The pinhole plate is laser-drilled for precision and the magnet-powered shutter makes for smooth exposures.
Pinhole Photography Examples and Images
View From Window at La Gras, Joseph Niepce
View from a window at La Gras is the earliest surviving image shot using a pinhole.
Niepce was a lithographer who experimented for 10 years before managing to capture his first photograph.
A landscape of a lake with distant mountains was shot using a pinhole camera.
The long exposure has resulted in a slight water haze.
FAQs About Pinhole Camera Photography
Are Pinhole Cameras still used?
Yes, the modern-day Camera Obscura is still used by photographers for artistic and technical purposes.
What kind of image is formed by a Pinhole Camera?
The image formed by a Pinhole Camera is real, diminished, and inverted.
This image will also be smaller than the scene it depicts.
Why do some photographers prefer Pinhole Cameras?
Photographers that opt to use Pinhole Cameras over standard cameras can do this for a variety of different reasons.
This could be because they enjoy the simplicity of a camera that offers infinite possibilities.
Or they wish to explore techniques such as infinite depth of field, ultra-wide angles, and long exposures.
What film do you use for a Pinhole Camera?
Any light-sensitive film can be used in a pinhole chamber, but not all will be practical to load and develop.
Ilford multigrade resin-coated paper is a good choice.
Who took the first photograph with a Pinhole Camera?

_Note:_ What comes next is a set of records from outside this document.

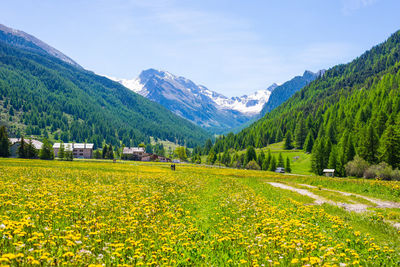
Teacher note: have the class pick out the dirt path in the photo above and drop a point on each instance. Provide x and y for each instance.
(321, 200)
(358, 207)
(383, 204)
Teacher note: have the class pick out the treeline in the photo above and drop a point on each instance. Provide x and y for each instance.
(352, 110)
(43, 96)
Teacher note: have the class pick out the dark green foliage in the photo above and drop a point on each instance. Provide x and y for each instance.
(351, 107)
(226, 158)
(281, 162)
(30, 150)
(301, 133)
(47, 151)
(61, 151)
(368, 149)
(4, 142)
(22, 149)
(261, 158)
(288, 141)
(308, 144)
(47, 95)
(390, 146)
(287, 167)
(272, 165)
(250, 155)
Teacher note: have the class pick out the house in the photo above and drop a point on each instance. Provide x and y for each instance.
(15, 142)
(329, 172)
(79, 150)
(133, 153)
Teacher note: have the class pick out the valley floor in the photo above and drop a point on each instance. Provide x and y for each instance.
(133, 213)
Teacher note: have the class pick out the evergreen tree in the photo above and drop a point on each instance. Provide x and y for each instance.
(261, 158)
(369, 145)
(317, 157)
(301, 133)
(281, 162)
(31, 151)
(207, 146)
(47, 150)
(22, 149)
(110, 152)
(288, 141)
(212, 157)
(105, 151)
(4, 142)
(308, 144)
(250, 155)
(390, 146)
(288, 168)
(272, 165)
(333, 157)
(61, 151)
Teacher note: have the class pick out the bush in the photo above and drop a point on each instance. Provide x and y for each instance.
(253, 165)
(356, 167)
(382, 171)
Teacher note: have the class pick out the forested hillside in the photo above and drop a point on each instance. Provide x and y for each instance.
(42, 95)
(352, 109)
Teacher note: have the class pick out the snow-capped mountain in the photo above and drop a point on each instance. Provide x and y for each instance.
(247, 104)
(197, 103)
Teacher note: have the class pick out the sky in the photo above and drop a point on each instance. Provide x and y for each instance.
(233, 47)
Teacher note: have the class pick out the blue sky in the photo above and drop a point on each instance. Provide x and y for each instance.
(233, 47)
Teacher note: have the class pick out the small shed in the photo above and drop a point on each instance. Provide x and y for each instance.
(329, 172)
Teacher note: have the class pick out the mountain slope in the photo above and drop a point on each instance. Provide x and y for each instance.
(26, 41)
(43, 95)
(287, 89)
(196, 103)
(352, 109)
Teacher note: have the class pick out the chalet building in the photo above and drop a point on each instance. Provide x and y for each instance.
(133, 153)
(139, 154)
(329, 172)
(15, 143)
(79, 150)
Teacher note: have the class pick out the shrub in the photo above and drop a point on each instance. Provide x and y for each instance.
(356, 167)
(253, 165)
(383, 171)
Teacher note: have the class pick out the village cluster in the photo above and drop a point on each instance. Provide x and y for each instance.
(85, 150)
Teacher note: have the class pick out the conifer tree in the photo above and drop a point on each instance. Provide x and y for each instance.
(287, 167)
(272, 165)
(61, 151)
(22, 149)
(317, 157)
(31, 151)
(261, 158)
(300, 133)
(250, 155)
(47, 150)
(369, 145)
(105, 151)
(4, 142)
(308, 144)
(288, 141)
(281, 162)
(390, 146)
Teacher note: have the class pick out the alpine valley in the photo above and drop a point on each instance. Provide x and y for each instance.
(209, 109)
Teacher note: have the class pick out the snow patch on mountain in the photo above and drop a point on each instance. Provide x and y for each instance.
(247, 104)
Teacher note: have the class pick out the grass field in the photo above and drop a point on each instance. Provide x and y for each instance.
(299, 160)
(129, 213)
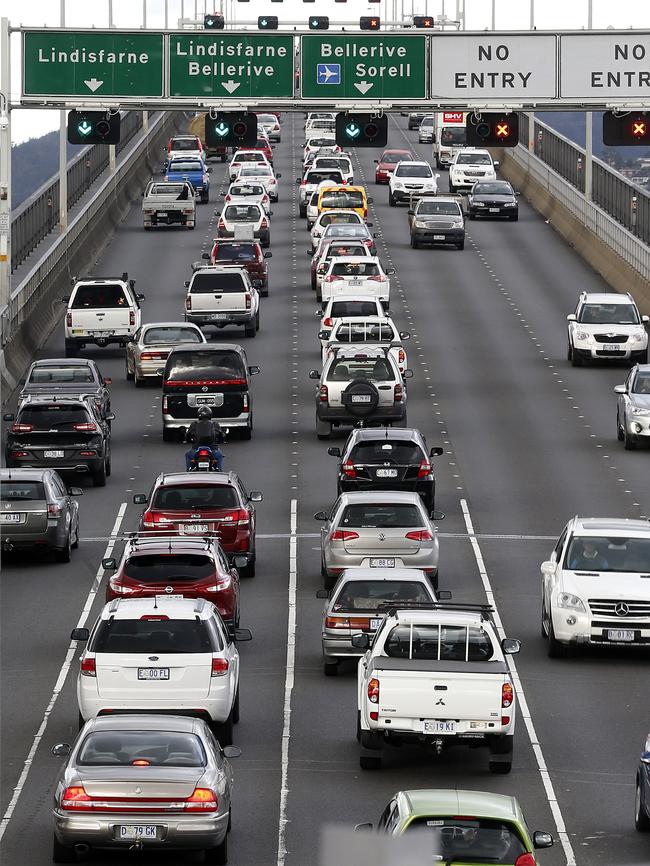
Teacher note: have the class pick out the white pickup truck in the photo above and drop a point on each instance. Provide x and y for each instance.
(168, 204)
(436, 675)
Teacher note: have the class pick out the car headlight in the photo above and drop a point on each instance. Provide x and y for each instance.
(567, 600)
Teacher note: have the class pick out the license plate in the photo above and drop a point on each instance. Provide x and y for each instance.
(623, 634)
(437, 727)
(137, 831)
(10, 518)
(153, 673)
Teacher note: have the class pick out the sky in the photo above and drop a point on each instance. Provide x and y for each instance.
(509, 15)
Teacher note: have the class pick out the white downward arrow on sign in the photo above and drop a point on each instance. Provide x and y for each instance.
(93, 84)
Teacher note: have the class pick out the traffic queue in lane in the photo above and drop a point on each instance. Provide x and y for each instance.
(166, 641)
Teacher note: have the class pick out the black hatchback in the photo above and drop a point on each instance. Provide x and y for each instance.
(387, 458)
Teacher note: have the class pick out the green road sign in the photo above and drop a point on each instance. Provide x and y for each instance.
(351, 66)
(92, 64)
(231, 65)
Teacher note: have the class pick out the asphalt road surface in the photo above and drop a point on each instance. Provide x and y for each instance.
(529, 442)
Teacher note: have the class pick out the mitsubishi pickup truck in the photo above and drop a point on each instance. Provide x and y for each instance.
(436, 675)
(168, 204)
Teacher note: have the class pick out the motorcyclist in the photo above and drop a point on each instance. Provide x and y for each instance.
(206, 432)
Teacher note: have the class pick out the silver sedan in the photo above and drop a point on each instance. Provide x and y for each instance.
(143, 782)
(147, 353)
(378, 529)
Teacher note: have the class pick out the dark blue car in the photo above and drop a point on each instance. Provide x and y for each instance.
(194, 170)
(642, 798)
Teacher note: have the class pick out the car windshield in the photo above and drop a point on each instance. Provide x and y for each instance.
(470, 840)
(146, 636)
(601, 553)
(367, 595)
(376, 516)
(411, 170)
(171, 334)
(439, 208)
(211, 365)
(22, 491)
(609, 314)
(436, 642)
(141, 749)
(393, 453)
(95, 296)
(165, 566)
(195, 498)
(61, 375)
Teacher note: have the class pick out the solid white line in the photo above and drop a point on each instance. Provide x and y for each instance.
(523, 703)
(63, 673)
(288, 683)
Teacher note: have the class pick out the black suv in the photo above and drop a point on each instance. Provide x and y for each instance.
(387, 459)
(63, 433)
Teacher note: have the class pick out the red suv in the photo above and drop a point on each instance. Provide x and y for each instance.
(243, 254)
(214, 502)
(191, 567)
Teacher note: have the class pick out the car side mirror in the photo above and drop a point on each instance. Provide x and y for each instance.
(542, 840)
(510, 645)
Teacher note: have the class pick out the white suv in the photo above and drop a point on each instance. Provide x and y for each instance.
(609, 326)
(470, 165)
(164, 654)
(595, 586)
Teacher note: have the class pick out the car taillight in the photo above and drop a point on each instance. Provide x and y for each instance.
(219, 667)
(343, 535)
(88, 667)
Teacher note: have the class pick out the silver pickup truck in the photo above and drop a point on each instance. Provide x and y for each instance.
(168, 204)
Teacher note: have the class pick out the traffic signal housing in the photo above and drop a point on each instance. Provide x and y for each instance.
(361, 130)
(369, 22)
(93, 127)
(626, 130)
(319, 22)
(492, 130)
(236, 128)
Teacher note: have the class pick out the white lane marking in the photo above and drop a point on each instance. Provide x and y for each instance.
(523, 703)
(288, 683)
(63, 674)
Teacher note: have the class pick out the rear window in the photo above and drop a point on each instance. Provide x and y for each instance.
(22, 491)
(141, 749)
(439, 643)
(202, 496)
(205, 365)
(371, 515)
(93, 297)
(60, 375)
(157, 567)
(367, 595)
(208, 283)
(151, 636)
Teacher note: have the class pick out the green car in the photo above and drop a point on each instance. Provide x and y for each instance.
(466, 827)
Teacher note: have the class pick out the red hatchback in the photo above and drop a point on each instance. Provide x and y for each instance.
(387, 162)
(191, 504)
(173, 565)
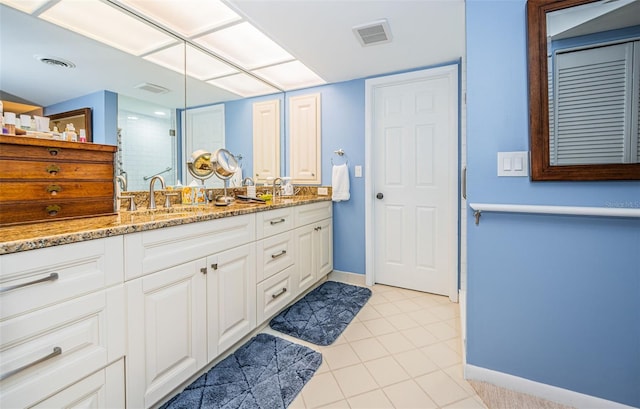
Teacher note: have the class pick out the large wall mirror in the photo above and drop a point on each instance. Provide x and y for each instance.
(150, 104)
(584, 89)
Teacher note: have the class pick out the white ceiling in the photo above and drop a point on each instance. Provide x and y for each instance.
(317, 32)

Joseph Niepce, a French man, took the first preserved photograph “View from a Window La Gras” in 1820 using a Pinhole Camera.
Other people attempted to capture photos using light-sensitive material and Pinhole Chambers, but they didn’t manage to preserve these images.
Who are some photographers that use Pinhole Photography?
There is a long list of interesting photographers who use Pinhole Photography, give it a google and find your favorite.
Some to look out for are Ingrid Budge who started first making gum and salt prints.
Dimosthenis Bitras a Greek photographer, Nuala Mahon a fine art photographer and Spiffy Tumbleweed from Texas.